Analyst Julie Giera of Forrester Research called the new set of offerings impressive.
“It is what customers are asking for: a pay as you go set of services offerings that
allow them to rapidly respond to changing business conditions, while at the
same time being able to align their use of technology with varying business
cycles, paying only for what they use — for as long as they use it,” she told internetnews.com.
Giera said HP also needs to solidify strong partnerships with other services firms as part of its approach. “If HP is making this investment, there must be a defined relationship between the parties that cannot easily be broken if [for example] one of those partners is acquired.”
Among its partnerships are BEA
, which plan to develop HP’s Virtual Server Environment Quick Start software to help load in BEA’s WebLogic Server 8.1 and Oracle’s 9i Real Application Clusters with the Serviceguard extension as a sort of pre-install on select HP servers. HP said it would make the customizable systems available in early 2004 through its HP Services division.

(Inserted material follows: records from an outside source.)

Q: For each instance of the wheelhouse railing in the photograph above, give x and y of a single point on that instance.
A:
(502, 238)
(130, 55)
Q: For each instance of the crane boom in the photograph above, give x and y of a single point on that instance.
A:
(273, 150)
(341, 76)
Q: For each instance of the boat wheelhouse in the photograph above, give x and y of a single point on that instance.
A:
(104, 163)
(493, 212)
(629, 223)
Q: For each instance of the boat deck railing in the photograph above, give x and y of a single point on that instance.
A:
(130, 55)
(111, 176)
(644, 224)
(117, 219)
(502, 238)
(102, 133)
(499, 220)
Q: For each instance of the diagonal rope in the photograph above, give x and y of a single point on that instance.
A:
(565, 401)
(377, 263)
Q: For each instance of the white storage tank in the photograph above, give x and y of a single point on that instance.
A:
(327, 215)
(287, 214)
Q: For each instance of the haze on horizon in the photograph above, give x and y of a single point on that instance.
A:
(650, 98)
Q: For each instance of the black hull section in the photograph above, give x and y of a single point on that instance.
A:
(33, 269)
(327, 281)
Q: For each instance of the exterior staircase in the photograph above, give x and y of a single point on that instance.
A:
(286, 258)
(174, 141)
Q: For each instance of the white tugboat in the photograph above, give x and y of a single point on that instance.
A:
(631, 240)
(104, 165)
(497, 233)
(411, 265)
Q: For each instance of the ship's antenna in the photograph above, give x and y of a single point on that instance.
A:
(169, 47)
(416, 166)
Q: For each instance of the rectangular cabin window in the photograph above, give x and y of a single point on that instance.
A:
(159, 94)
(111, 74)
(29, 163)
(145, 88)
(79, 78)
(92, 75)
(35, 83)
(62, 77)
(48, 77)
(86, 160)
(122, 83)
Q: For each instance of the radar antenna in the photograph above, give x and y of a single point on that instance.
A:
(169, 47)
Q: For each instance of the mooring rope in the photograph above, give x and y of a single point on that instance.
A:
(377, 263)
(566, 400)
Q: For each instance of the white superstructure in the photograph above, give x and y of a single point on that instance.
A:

Another pre-configured area is HP’s new enterprise desktop hardware
offerings. Dubbed its Consolidated Client Infrastructure (CCI), the
configuration consists of an HP Thin Client that connects to a network with a secure log-in to a blade PC running Microsoft Windows XP Professional and network storage located in a centralized data center.
In the event of a blade PC failure, HP said management software
automatically relocates the computing power from a new blade to the end user, who can then log back on with access to personal data in about a minute. In the back room, HP said IT managers simply remove and replace the failed blade; the management software can automatically configure the new blade and place it back in the blade pool typically in less than an hour.
HP said its blade PC, which features Transmeta
Efficeon processors, is expected to be available in the United States and Canada in at the first quarter of 2004. The company already has pilot programs running in both countries and is evaluating the process.
HP is offering customized versions of its Thin Clients, new HP blade PCs, network storage, complete solution implementation, training and a support contract start at less than $1,500 per seat.
But is HP taking its cues from rivals or moving ahead of the curve with these latest announcements? Even Nick van der Zweep, director of utility computing and virtualization admits that HP’s desktop blade reeks of Sun Microsystems’
Sun Ray clients, that its “Pay Per Use” pricing is similar to IBM’s e-business “on demand”. Still, he said, HP has what others don’t: Compaq.
Prior to their merger, HP and Compaq maintained that they each had launched computing on demand/utility computing initiatives ahead of competitors — albeit in a less sophisticated arrangement than now — that gave HP a head start.
“Back then, computing on demand wasn’t much more than an alternative financing scheme to push hardware sales,” Giera said. “You ‘bought pre-configured hardware and it sat on your computer room floor — or in the
warehouse, until such time as you needed it. When you put the devices into production, you got billed. The flaw in all of this initially was that there
was no way to scale down. You could scale up, or scale out, but not down.”
But with the advance of pay-per-use, that is changing.